セバスチャンはアンダースに微笑みかけた。
「私もそろそろ戻るべきかな」と彼は優しく言った。
「今晩は久しぶりに実に楽しい夜だった」

アンダースも頷いて二人は立ち上がり、空のグラスと瓶を持って階下に降りた。彼らはグラスをカウンターに置き、それからセバスチャンは外套を取り上げた。

「じゃあ、おやすみなさい、セバスチャン」とアンダースは言った。
「贈り物を本当にありがとう。それと……他のことについても」

セバスチャンは頷いて、微かに頬を赤らめると長いことあらぬ方を見つめていた。
「私も贈り物を選んでいて楽しかった」と彼は言うと外套を着た。
「また……こういった夜があると良いな」とアンダースの方をちらっと見て、彼の手を取ると軽く握った。
「おやすみ」と彼はややしゃがれた声で言うと、身を乗り出してアンダースの頬に素早くキスをし、それから身を翻して急ぎ足でコテージを出て行った。

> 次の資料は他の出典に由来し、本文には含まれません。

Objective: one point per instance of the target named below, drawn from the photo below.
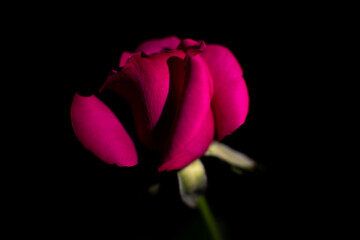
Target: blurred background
(74, 193)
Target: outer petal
(194, 149)
(158, 45)
(192, 129)
(100, 131)
(231, 100)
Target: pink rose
(182, 94)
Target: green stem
(209, 218)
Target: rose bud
(183, 94)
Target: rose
(182, 94)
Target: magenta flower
(182, 94)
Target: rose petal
(144, 83)
(194, 149)
(192, 112)
(100, 131)
(231, 100)
(158, 45)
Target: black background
(72, 192)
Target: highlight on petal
(125, 57)
(231, 99)
(158, 45)
(144, 84)
(100, 131)
(194, 149)
(192, 47)
(193, 127)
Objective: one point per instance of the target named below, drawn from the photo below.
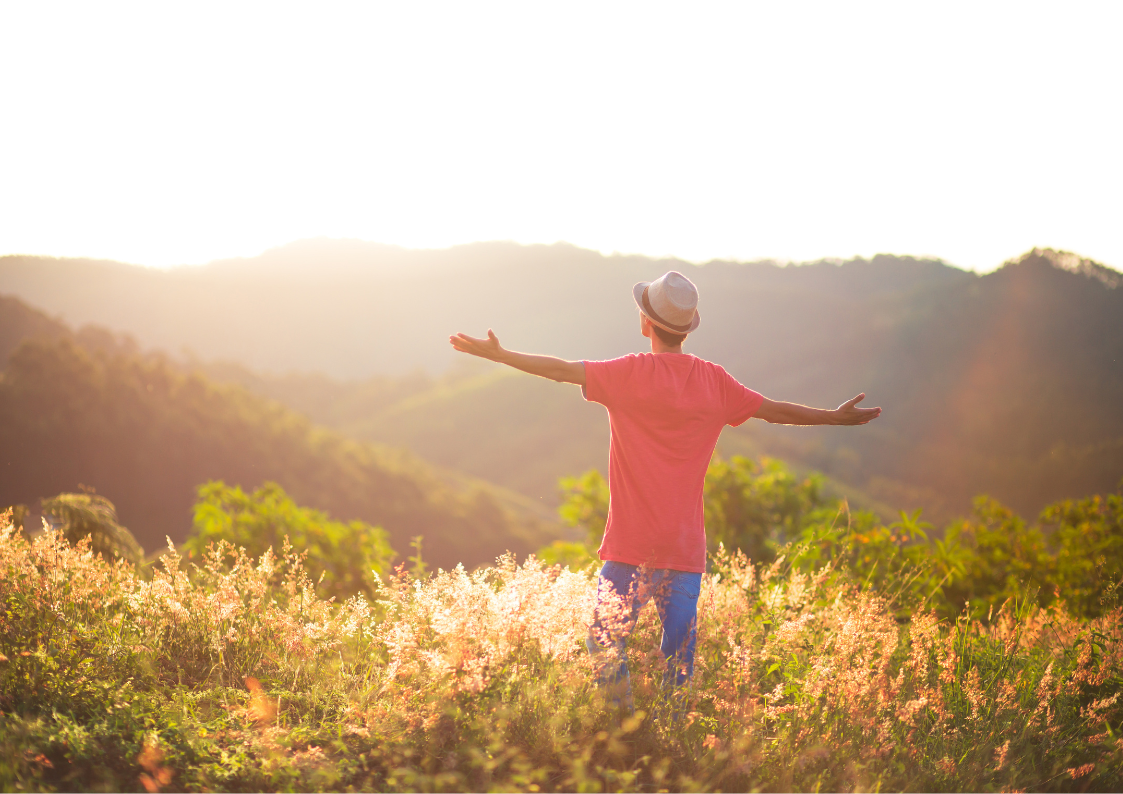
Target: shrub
(344, 558)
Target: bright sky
(164, 134)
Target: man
(666, 410)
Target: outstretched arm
(546, 366)
(790, 413)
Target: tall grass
(231, 674)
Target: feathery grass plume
(231, 674)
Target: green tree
(1001, 558)
(82, 514)
(1086, 536)
(343, 557)
(756, 507)
(585, 504)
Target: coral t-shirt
(665, 411)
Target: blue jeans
(622, 591)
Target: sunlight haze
(163, 135)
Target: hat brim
(638, 294)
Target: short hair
(668, 338)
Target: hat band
(655, 316)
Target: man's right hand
(545, 366)
(849, 413)
(485, 348)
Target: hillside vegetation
(146, 436)
(1006, 383)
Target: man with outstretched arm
(666, 410)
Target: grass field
(229, 674)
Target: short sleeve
(741, 402)
(602, 377)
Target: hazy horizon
(609, 254)
(166, 135)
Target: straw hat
(670, 302)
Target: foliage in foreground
(235, 676)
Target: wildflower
(1080, 770)
(155, 775)
(1000, 756)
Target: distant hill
(145, 435)
(1007, 383)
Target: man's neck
(657, 346)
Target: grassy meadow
(231, 672)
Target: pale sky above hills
(169, 134)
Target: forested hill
(1007, 383)
(145, 435)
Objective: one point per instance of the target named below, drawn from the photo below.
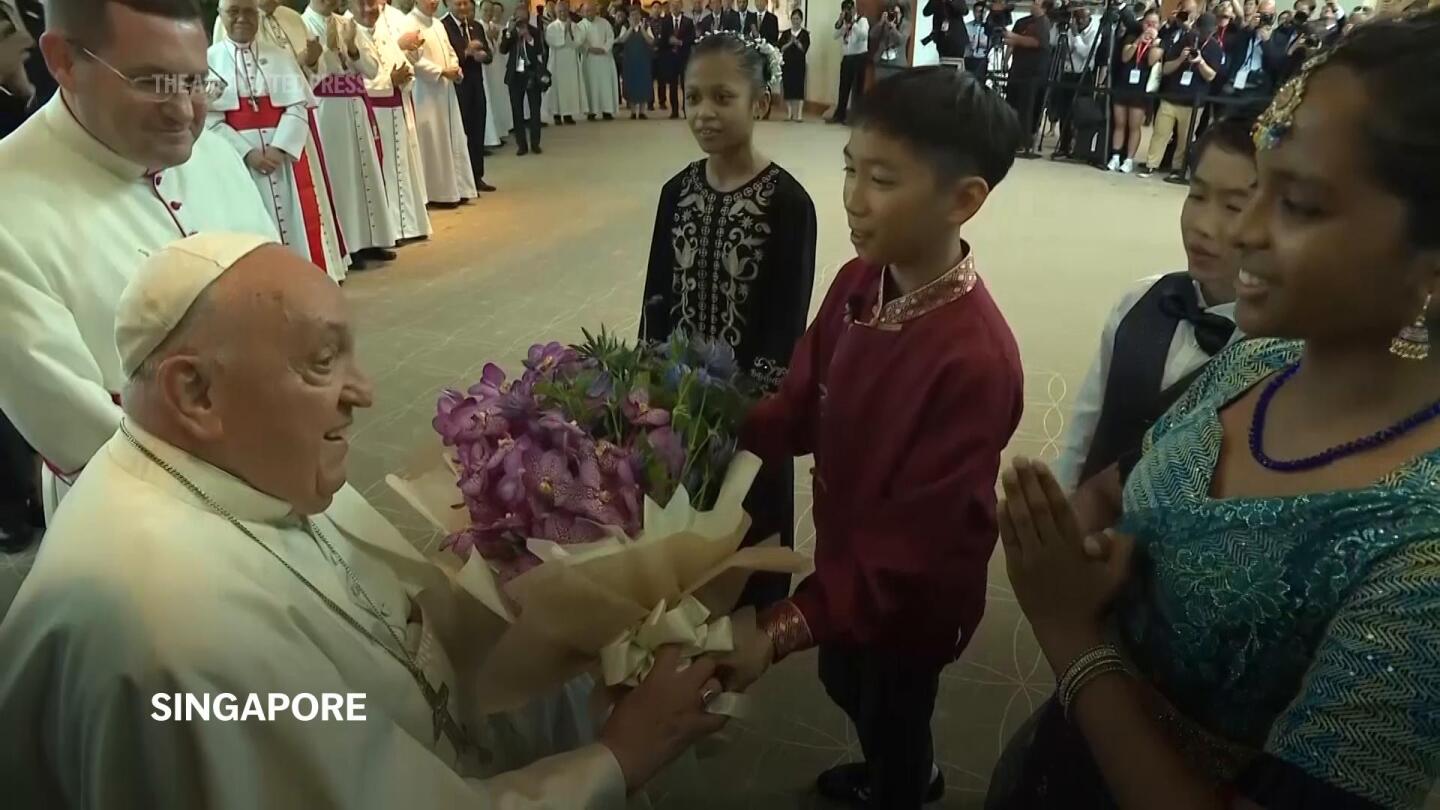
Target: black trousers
(527, 127)
(670, 72)
(471, 95)
(978, 67)
(1026, 97)
(890, 701)
(19, 486)
(851, 82)
(1062, 105)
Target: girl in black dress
(1128, 91)
(733, 252)
(794, 48)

アンダースは彼の背後で扉を閉めながら、まだ微笑んでいた。


*1:ここの内容はゲイダーさんの小説”Dragon Age:Asunder”での経緯とは異なっている。この話が書かれたのはゲイダーさんの本が出版される何ヶ月も前なので仕方が無い。しかし、会議の最中の乱入、参加者の殺戮(全員では無いにせよ)と似ているところがあるのは面白い。
片やCanon、片や単なるFanficでも、同じ世界観の中で同じキャラクターを動かすと似たような結果となると言うことか。